The way this thread has gone is informative.  There seems to be an acquiescence to violence underpinning some of the answers - ability to take a punch, ability to stop violence escalating by erm being violent.

To misquote the Stylistics: Stop. look. Listen to yourself, hear what you're saying.   

Getting all aroused by violence (Hotblack this is a world you live in: overexcitement about retribution, death in warfare, the above) is not a good male trait.  Instinctive inclusion of violence in a discussion about what is a good male trait is not a good male trait ffs. 

Realises football is dull. 

Doesn't care whether he's popular. 

Rates Asian talent. 

FFS hotblack

To the extent there is an answer to this it is be gained by watching Rio Bravo (and if you think I’m talking about the bits where people get shot you’re missing the point by miles)

And also basically what dux said. 

This is an appalling thread. 

Sorry, Mutters, but controlled aggression is a beneficial male attribute. A man needs to be ready to deploy it. Because the world is not perfect and that still needs to be confronted.

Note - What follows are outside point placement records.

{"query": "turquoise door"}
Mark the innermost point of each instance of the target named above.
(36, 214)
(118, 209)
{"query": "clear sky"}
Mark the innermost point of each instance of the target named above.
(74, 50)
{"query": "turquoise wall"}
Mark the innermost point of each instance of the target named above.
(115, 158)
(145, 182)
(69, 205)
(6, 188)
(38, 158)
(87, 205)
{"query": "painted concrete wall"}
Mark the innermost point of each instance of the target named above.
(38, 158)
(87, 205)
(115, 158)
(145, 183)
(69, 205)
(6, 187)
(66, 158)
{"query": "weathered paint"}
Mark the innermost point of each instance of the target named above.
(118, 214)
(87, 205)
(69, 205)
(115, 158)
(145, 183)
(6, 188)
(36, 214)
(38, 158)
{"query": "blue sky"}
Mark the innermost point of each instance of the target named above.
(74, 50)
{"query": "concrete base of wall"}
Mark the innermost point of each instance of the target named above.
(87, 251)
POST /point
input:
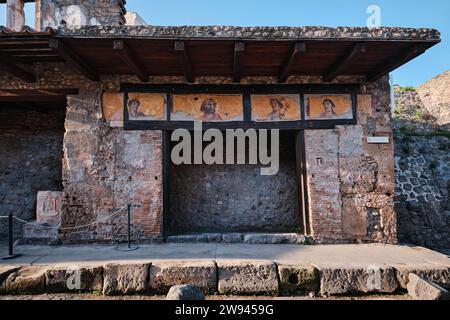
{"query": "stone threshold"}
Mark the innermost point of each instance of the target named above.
(223, 277)
(245, 238)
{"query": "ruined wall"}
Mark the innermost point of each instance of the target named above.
(105, 169)
(422, 170)
(422, 202)
(350, 181)
(228, 198)
(81, 13)
(31, 149)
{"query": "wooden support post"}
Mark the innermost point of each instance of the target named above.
(297, 49)
(239, 48)
(185, 62)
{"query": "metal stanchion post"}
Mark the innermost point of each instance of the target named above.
(129, 247)
(129, 226)
(11, 254)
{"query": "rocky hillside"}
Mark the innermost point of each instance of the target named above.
(422, 163)
(435, 96)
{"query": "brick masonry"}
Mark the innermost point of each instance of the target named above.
(30, 159)
(105, 167)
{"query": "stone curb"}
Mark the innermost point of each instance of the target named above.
(224, 277)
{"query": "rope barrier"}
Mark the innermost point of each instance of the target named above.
(72, 228)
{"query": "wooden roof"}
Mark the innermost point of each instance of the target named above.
(218, 51)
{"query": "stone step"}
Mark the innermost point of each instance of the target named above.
(40, 232)
(247, 238)
(235, 277)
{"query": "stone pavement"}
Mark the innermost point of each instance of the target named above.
(232, 269)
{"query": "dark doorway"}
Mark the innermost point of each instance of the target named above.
(235, 198)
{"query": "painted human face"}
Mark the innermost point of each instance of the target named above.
(134, 105)
(209, 107)
(328, 106)
(276, 105)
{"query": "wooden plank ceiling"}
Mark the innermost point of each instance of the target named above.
(198, 57)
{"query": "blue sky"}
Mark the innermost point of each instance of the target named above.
(400, 13)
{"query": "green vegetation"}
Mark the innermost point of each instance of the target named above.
(406, 89)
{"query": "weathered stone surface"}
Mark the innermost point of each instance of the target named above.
(75, 278)
(248, 278)
(421, 289)
(48, 208)
(37, 231)
(81, 13)
(275, 238)
(27, 280)
(232, 238)
(6, 271)
(235, 198)
(185, 292)
(200, 274)
(30, 153)
(125, 278)
(438, 275)
(335, 280)
(298, 279)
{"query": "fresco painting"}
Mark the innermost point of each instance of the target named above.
(147, 106)
(328, 107)
(207, 107)
(275, 107)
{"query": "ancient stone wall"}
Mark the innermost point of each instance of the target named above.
(422, 158)
(104, 170)
(422, 166)
(350, 181)
(31, 151)
(76, 13)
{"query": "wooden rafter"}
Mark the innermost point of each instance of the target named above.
(9, 65)
(343, 62)
(185, 62)
(297, 49)
(127, 55)
(239, 48)
(73, 59)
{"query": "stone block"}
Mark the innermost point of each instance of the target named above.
(6, 271)
(200, 274)
(337, 280)
(298, 279)
(438, 275)
(48, 208)
(36, 231)
(421, 289)
(27, 280)
(125, 278)
(74, 278)
(185, 293)
(272, 238)
(248, 278)
(232, 238)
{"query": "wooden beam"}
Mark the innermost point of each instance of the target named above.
(344, 62)
(239, 48)
(185, 62)
(396, 61)
(73, 59)
(9, 65)
(127, 55)
(297, 49)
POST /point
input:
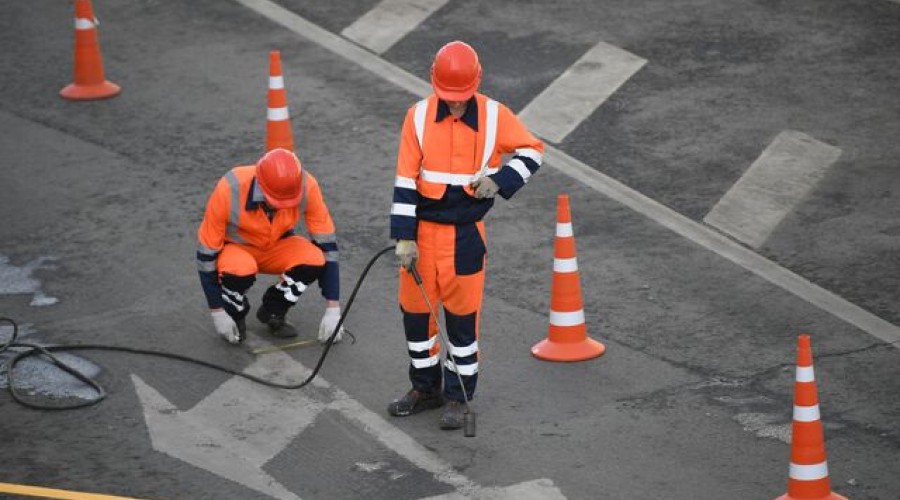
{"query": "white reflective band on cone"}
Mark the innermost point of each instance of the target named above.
(84, 24)
(425, 363)
(567, 318)
(806, 413)
(809, 472)
(565, 265)
(805, 374)
(277, 114)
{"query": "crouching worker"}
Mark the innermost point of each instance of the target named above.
(249, 228)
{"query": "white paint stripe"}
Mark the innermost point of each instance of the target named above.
(277, 114)
(565, 265)
(808, 472)
(83, 24)
(605, 185)
(572, 97)
(406, 209)
(782, 176)
(806, 413)
(389, 21)
(573, 318)
(805, 374)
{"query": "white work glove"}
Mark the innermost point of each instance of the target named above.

Milk sops will change nothing.

Understands the offside rule and LBW. 

Knows how to use tools

Knows how to play the banjo, but doesn't 

We need to get rid of these male or female traits. It's bullshit. Other than biological/hormonal differences, both men and women can be:

  • appalling
  • ambitious
  • strong
  • high earners
  • gossip lovers
  • toxic
  • whatever

"controlled aggression" Please. What are you going to do? Thump someone on their upper arm? When is aggression ok? Maybe in self defence, which means that statistically it is more likely that women need to be ready to deploy it.

And even I understand offside and LBW ffs.

You are not helping yourselves or women with this way of thinking. Just don't be a dick. I don't care if you have or had one.